It was all go with the flow today, following the Tyne downriver to Newcastle mainly along the fine NCN72, with a friendly tailwind.
I investigated a few back lanes north and east of Hexham, ending up ruling more out than in for my routes article, but did enjoy some excellent ridgetop views, quiet roads, and bijou little castles such as Halton and Aydon (said to be England’s finest intact 13th-century castle/manor house).
Northumberland is often tagged as castle country on the basis of mighty structures such as Warkworth, Alnwick or Bamburgh – there’s even a Coasts and Castles Sustrans cycle route – but there are lots of small-scale ones too.
From Ovingham, though, I followed the Hadrian’s Wall cycle route along the Tyne back to Newcastle, and a rather fine route it is too – well-surfaced (almost all good tarmac, much of it smooth and new) and with north (NCN72) or south (NCN141) bank options from Ryton. (Sadly, the route south of the river between Wylam and Ryton is closed due to landslip, with no prospect of reopening.)
Newcastle says ‘bridges’ to me, probably in a welcoming Geordie accent, but it’s not only the centre where you have some impressively photographable crossings.
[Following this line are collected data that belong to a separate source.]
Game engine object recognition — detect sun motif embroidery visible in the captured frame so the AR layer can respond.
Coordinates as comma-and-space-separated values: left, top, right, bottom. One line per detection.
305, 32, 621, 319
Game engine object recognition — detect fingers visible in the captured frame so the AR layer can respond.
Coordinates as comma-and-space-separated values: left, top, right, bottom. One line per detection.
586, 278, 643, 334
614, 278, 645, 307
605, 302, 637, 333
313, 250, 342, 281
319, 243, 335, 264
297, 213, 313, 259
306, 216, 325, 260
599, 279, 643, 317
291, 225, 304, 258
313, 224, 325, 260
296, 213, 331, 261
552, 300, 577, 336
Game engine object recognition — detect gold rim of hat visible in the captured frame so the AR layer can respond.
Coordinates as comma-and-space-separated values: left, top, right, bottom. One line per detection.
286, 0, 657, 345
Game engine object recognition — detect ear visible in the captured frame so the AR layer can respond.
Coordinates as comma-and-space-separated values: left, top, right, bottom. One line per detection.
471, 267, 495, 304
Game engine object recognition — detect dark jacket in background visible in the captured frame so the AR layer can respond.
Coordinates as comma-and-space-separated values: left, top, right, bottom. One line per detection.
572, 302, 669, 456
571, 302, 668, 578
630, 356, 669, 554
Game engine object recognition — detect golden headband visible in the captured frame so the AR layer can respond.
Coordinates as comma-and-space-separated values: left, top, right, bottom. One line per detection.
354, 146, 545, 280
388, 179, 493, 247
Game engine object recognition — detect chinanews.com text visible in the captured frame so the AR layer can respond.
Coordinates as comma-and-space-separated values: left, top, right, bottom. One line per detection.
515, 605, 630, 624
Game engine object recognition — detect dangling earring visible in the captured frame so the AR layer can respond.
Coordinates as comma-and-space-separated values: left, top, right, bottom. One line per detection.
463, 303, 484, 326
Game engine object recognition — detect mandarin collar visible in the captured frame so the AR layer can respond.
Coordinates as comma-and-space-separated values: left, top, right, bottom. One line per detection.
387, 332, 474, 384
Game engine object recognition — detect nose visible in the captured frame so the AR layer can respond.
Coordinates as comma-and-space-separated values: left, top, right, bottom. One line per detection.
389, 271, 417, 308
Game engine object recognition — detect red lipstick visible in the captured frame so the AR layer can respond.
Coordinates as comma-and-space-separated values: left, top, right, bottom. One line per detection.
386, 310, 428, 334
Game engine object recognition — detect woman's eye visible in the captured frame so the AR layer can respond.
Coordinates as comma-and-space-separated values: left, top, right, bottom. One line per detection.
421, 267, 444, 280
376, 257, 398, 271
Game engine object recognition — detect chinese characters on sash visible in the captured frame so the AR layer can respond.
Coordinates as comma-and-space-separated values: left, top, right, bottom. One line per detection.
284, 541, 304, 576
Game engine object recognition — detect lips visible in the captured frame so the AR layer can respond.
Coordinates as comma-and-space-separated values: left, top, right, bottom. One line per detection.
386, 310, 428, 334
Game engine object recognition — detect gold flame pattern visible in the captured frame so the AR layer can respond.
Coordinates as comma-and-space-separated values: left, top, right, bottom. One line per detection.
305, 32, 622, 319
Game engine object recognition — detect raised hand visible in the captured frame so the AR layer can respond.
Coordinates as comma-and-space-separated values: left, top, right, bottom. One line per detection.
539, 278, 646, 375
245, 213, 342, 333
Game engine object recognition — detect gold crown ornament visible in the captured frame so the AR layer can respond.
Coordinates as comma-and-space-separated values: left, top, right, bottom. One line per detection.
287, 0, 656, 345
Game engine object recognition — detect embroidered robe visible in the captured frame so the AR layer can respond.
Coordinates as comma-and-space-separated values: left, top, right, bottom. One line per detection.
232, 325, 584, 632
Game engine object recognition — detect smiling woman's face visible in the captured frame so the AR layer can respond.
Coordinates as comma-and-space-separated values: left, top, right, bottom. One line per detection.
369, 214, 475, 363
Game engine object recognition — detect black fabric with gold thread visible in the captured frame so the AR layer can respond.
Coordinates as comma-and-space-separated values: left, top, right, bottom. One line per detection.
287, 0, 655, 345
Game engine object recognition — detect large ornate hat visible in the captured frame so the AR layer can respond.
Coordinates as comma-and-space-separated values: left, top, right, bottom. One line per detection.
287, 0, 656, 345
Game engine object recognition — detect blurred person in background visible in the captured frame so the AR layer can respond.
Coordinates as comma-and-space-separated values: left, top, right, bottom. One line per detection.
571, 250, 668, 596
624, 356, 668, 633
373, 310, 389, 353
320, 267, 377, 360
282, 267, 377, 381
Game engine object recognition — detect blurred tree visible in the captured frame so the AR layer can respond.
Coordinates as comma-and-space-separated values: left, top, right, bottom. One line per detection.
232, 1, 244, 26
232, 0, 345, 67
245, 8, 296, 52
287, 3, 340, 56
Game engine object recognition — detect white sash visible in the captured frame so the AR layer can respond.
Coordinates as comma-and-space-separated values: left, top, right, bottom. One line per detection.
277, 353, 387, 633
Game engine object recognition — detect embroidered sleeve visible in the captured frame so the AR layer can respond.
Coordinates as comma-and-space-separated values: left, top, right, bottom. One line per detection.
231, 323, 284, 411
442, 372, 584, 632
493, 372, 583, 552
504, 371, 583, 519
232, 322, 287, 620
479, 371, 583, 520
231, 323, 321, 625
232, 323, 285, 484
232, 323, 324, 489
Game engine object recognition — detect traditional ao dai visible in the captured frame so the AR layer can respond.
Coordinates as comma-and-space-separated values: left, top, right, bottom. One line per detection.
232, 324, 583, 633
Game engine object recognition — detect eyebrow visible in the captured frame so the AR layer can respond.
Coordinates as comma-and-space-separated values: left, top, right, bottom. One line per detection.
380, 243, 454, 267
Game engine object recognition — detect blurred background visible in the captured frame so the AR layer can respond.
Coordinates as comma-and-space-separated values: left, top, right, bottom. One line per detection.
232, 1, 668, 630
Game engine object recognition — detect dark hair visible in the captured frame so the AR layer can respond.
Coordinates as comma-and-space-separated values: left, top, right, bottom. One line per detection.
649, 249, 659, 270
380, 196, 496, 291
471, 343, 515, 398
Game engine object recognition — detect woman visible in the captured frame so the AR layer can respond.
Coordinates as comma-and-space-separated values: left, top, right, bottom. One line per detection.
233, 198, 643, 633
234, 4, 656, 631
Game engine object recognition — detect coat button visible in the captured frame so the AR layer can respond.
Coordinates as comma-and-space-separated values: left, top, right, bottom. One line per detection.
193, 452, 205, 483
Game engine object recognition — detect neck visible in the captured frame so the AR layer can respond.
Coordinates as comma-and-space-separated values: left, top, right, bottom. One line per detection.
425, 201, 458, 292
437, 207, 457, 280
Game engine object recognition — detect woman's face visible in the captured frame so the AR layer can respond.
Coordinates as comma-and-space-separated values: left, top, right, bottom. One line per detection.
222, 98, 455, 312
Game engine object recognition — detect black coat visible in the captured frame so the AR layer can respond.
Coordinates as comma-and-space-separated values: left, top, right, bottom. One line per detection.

At Ovingham there’s a curious double-bridge of narrow ways, one for cars not bikes, the other for pedestrians not bikes – hmm, something seems to be missing there – and at Wylam there’s Hagg Bank Bridge, an invitingly girdery old tramway crossing.
Anyway, I was happy to dawdle my way along the south bank option back into Newcastle, with views of yet more bridges, one of which – the low-level swing bridge – I used to get from Gateshead over the river to the Toon itself.
It had been a splendid little trip, with everything you could reasonably wish for on a bike jaunt: superlative scenery, ancient monuments, friendly people, characterful towns, quiet lanes and decent weather.
Except perhaps easy access to real ale in Hexham. Maybe it wasn’t reasonable to hope for that.